This was a population-based study of 28 620 patients, from community-dwelling Medicare beneficiaries who had been hospitalized for acute myocardial infarction or coronary revascularization (1995–2004). All patients, 65 years and older, had a mean follow-up period of upto 3.8 ± 3.0 years. Patients with a history of AF before and during hospitalization were excluded.  We compared the incidence of new-onset AF between patients who were (N= 10 918) and were not (N= 17 702) prescribed ACEI and/or ARB within 1 month of hospital discharge following cardiac event. New-onset AF within 5 and 10 years was 39.1 and 61.1%, respectively, in patients who received ACEI/ARB, compared  34.9 and 53.6% in patients who did not receive them [unadjusted hazard ratio (HR): 1.16; 95% confidence interval (CI): 1.11, 1.21]. Multivariable analysis adjusting for patient- and hospital-related characteristics indicated that ACEI/ARB use independently had no impact on the risk of developing new-onset AF compared with non-users (adjusted HR: 0.99; 95% CI: 0.94, 1.04). Adjustment for propensity-score and health-seeking behaviours yielded nearly identical results.

Conclusion

Angiotensin converting enzyme inhibitor/ARB therapy initiated within 1 month after hospital discharge is not associated with a reduction in the risk of new-onset AF after myocardial infarction or coronary revascularization.

Introduction

Atrial fibrillation (AF) is the most prevalent arrhythmia, affecting over 7 million individuals in North America and the European Union. The incidence of AF continues to increase as the population ages, and it affects 5% of individuals 65 years or older.¹ Atrial fibrillation is an independent predictor of morbidity and mortality, and it accounts for more than one-third of all patient discharges with arrhythmia as the principal diagnosis.^1–3 Not surprisingly, the costs associated with AF care are substantial.
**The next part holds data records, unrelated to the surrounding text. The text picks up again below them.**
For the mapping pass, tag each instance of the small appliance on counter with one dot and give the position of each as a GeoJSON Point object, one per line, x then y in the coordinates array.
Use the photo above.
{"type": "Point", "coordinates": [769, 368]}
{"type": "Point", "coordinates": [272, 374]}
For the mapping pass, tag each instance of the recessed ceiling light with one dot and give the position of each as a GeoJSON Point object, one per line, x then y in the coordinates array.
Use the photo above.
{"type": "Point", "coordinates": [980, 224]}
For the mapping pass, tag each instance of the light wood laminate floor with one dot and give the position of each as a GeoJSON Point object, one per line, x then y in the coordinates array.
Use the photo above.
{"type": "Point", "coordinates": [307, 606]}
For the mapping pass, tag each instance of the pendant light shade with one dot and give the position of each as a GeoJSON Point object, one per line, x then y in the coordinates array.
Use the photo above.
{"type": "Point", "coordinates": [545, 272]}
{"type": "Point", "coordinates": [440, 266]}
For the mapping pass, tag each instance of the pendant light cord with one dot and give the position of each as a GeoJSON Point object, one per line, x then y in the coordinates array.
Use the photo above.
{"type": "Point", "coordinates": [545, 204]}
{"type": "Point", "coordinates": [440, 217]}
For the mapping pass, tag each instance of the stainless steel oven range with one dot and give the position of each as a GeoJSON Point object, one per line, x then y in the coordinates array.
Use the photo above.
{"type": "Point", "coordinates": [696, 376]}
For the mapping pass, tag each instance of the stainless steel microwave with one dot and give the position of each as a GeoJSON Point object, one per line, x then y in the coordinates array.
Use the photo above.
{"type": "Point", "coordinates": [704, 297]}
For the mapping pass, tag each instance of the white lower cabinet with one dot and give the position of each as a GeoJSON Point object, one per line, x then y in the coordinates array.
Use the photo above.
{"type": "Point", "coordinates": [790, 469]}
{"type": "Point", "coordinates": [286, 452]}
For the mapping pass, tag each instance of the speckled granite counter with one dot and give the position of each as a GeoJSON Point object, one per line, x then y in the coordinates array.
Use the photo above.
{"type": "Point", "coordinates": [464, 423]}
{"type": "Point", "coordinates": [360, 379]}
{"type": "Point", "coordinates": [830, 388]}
Current treatment strategies for AF, which include antiarrhythmic drugs and catheter ablation, are limited in their ability to safely and effectively treat this condition. Antiarrhythmic drugs have many adverse effects such as pro-arrhythmia, whereas catheter ablation is invasive and its success depends on the duration and pattern of AF. As a result, increasing attention is being focused on strategies to prevent AF rather than efforts to treat it once it has commenced.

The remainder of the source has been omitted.